Bochum. Die Verpflichtung von Niklas Jahn hatte der VfL Bochum schnell vorangetrieben. Das Talent wollten die Verantwortlichen unbedingt holen.
Er wartete ab, um genau im richtigen Moment den Weg in den Strafraum zu machen, wurde freigespielt von Felix Passlack. Niklas Jahn hob den Kopf, spielte nach innen und legte den Treffer zum 5:1 für den VfL Bochum im Testspiel bei der SSVg Velbert auf. Jahn dreht ab, hüpfte einmal kurz und ballte die Hand zur Faust. Die 76. Minute der Partie wird dem 19-Jährigen vermutlich nicht für ewig im Gedächtnis bleiben, dennoch war sie der Moment seiner ersten Torvorlage im blau-weißen Trikot. Erst vor wenigen Wochen schloss er sich dem VfL an, kam ablösefrei vom Zweitligisten 1. FC Nürnberg, für den er allerdings nur in der zweiten Mannschaft in der Regionalliga Bayern zum Einsatz kam.

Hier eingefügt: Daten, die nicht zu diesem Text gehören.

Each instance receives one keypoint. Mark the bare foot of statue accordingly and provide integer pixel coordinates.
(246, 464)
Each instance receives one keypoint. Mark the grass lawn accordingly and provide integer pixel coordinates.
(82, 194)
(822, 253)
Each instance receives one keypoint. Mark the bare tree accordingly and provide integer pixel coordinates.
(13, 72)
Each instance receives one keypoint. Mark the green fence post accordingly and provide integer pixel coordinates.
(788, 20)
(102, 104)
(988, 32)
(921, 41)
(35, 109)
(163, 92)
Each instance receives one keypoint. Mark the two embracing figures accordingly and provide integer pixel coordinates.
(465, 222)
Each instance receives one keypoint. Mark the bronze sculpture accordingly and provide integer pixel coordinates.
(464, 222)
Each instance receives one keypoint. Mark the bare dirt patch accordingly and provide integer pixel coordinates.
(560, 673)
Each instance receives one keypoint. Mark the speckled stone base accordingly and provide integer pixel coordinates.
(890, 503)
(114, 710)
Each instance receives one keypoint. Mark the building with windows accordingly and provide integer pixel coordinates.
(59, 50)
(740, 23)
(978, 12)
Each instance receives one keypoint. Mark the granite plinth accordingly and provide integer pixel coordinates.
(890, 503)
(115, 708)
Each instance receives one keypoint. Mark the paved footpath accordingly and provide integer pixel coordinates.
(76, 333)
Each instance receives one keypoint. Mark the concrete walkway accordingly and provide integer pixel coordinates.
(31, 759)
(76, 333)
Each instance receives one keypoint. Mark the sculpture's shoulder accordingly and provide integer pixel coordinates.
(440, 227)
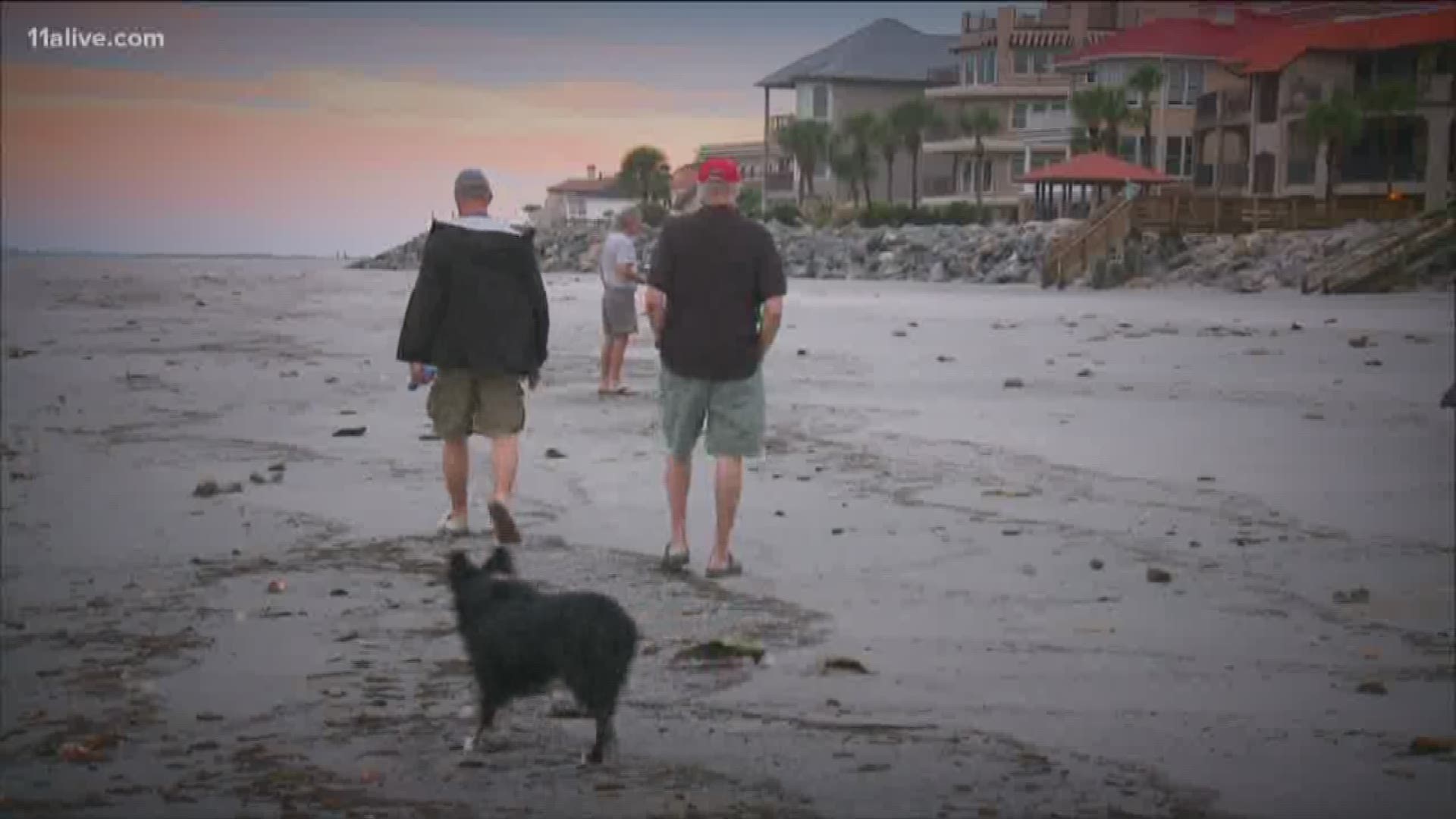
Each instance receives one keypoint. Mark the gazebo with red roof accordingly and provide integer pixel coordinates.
(1097, 172)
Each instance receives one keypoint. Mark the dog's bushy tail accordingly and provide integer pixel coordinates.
(460, 569)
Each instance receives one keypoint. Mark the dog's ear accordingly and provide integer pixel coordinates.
(460, 567)
(500, 563)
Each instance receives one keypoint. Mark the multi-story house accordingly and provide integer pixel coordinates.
(1188, 55)
(1008, 64)
(769, 171)
(590, 199)
(873, 69)
(1251, 137)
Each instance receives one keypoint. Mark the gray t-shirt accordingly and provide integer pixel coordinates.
(618, 249)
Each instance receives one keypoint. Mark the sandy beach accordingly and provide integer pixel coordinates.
(967, 490)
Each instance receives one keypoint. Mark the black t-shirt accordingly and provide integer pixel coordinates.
(717, 268)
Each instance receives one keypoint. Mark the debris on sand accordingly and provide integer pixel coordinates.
(209, 487)
(89, 749)
(1351, 596)
(830, 665)
(723, 649)
(1427, 745)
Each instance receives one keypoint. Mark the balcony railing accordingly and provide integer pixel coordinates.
(780, 121)
(944, 77)
(1234, 175)
(974, 22)
(1375, 169)
(1299, 172)
(778, 181)
(938, 187)
(1301, 98)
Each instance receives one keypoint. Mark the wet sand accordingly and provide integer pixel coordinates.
(913, 513)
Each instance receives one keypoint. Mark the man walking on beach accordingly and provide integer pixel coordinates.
(619, 280)
(715, 300)
(479, 315)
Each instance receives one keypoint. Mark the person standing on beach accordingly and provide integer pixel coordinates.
(619, 279)
(479, 315)
(715, 299)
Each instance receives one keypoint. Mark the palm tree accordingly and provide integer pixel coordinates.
(1087, 108)
(1147, 80)
(1337, 123)
(859, 133)
(1388, 101)
(645, 174)
(910, 120)
(807, 140)
(845, 167)
(1114, 114)
(889, 143)
(977, 124)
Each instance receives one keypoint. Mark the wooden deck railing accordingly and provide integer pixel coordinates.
(1238, 215)
(1104, 231)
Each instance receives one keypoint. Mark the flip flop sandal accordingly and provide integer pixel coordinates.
(674, 561)
(504, 525)
(734, 569)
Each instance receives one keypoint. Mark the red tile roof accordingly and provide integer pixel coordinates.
(1370, 34)
(1097, 168)
(1180, 37)
(604, 187)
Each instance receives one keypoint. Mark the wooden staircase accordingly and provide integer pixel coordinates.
(1103, 234)
(1383, 261)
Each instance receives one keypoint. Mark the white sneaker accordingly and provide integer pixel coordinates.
(453, 526)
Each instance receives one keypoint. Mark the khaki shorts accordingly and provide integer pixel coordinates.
(731, 410)
(619, 312)
(462, 403)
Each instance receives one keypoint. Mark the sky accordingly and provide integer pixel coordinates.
(338, 127)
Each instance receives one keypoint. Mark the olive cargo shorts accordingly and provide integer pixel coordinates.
(462, 403)
(733, 411)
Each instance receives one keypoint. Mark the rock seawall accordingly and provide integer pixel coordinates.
(1002, 254)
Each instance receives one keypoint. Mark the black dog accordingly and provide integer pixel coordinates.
(522, 640)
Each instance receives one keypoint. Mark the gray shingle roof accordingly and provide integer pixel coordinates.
(883, 52)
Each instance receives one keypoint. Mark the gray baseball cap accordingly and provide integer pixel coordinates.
(471, 184)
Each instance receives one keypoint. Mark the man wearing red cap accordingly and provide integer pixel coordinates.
(715, 300)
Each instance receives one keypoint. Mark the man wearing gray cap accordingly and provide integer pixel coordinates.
(479, 315)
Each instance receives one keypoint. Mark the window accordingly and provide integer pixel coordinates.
(1178, 161)
(968, 177)
(1177, 79)
(1184, 83)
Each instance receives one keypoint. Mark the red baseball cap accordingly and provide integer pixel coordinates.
(718, 169)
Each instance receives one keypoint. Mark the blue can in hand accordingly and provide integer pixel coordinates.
(430, 375)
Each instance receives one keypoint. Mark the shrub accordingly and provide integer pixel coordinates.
(785, 213)
(750, 203)
(654, 215)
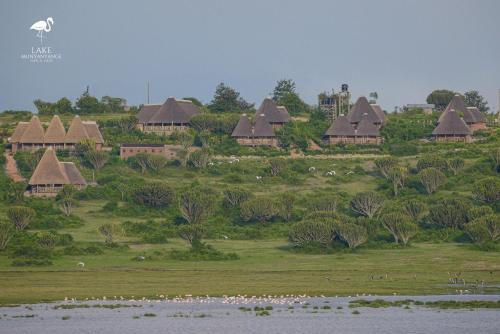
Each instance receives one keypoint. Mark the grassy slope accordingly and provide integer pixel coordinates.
(263, 268)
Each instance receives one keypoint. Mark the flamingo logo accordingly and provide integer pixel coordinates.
(42, 26)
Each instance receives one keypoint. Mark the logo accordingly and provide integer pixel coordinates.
(42, 53)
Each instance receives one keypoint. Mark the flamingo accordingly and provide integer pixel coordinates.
(42, 26)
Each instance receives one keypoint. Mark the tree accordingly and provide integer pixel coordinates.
(367, 203)
(354, 235)
(440, 98)
(474, 99)
(276, 166)
(97, 159)
(414, 208)
(400, 226)
(200, 158)
(154, 195)
(456, 165)
(450, 213)
(142, 161)
(385, 165)
(283, 87)
(46, 240)
(487, 190)
(20, 216)
(259, 209)
(326, 203)
(109, 231)
(286, 203)
(66, 199)
(87, 104)
(235, 196)
(156, 162)
(226, 99)
(494, 156)
(431, 178)
(397, 175)
(191, 232)
(6, 233)
(195, 205)
(311, 231)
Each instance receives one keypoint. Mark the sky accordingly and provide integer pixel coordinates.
(402, 49)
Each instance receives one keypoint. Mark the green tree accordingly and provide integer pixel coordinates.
(431, 179)
(20, 216)
(367, 203)
(440, 98)
(109, 231)
(226, 99)
(474, 99)
(259, 209)
(487, 190)
(283, 87)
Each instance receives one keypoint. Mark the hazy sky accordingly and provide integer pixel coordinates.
(403, 49)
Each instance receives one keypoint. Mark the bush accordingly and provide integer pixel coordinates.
(487, 190)
(154, 195)
(450, 213)
(307, 232)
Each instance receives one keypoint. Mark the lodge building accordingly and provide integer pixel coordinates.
(51, 175)
(32, 136)
(164, 119)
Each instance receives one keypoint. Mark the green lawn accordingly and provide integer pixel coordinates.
(264, 267)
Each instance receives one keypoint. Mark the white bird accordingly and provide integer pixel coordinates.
(42, 26)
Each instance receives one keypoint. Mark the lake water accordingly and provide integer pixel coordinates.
(222, 315)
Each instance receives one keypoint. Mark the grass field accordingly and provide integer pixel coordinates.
(264, 267)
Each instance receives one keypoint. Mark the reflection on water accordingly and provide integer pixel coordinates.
(248, 315)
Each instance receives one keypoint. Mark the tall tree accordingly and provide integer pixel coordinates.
(227, 99)
(440, 98)
(283, 87)
(474, 99)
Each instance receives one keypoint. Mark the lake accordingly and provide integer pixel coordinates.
(237, 315)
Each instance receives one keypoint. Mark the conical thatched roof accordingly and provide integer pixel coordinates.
(243, 128)
(272, 112)
(174, 111)
(380, 113)
(55, 132)
(340, 127)
(262, 128)
(93, 132)
(18, 132)
(49, 170)
(76, 132)
(451, 124)
(147, 111)
(359, 109)
(33, 132)
(367, 128)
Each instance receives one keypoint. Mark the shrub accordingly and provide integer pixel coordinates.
(487, 190)
(367, 203)
(154, 195)
(431, 178)
(450, 213)
(259, 209)
(309, 231)
(354, 235)
(6, 233)
(20, 216)
(235, 196)
(109, 231)
(414, 208)
(400, 226)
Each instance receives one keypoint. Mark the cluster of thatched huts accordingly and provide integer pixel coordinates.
(361, 125)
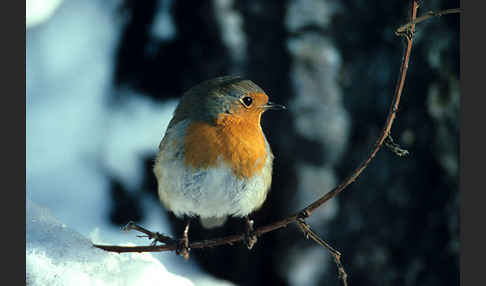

Dennoch war Jahn ein Transfer, den Bochums Sportdirektor Marc Lettau frühzeitig vorangetrieben hat. „Der VfL kam früh auf mich zu und ich habe mich sofort wertgeschätzt gefühlt“, sagt Jahn dieser Redaktion und berichtet von vielen Gesprächen mit den Verantwortlichen. „Ich war zwei, drei Mal hier im Stadion und habe die Stimmung erlebt. Für mich war schnell klar, dass ich Bock auf diesen Verein habe. Die Fans sind emotional, es ist ein geiler Verein.“ Und der Verein hatte Bock auf Jahn. Aber warum, schließlich spielte er doch bislang nur Jugend und der vierten Liga?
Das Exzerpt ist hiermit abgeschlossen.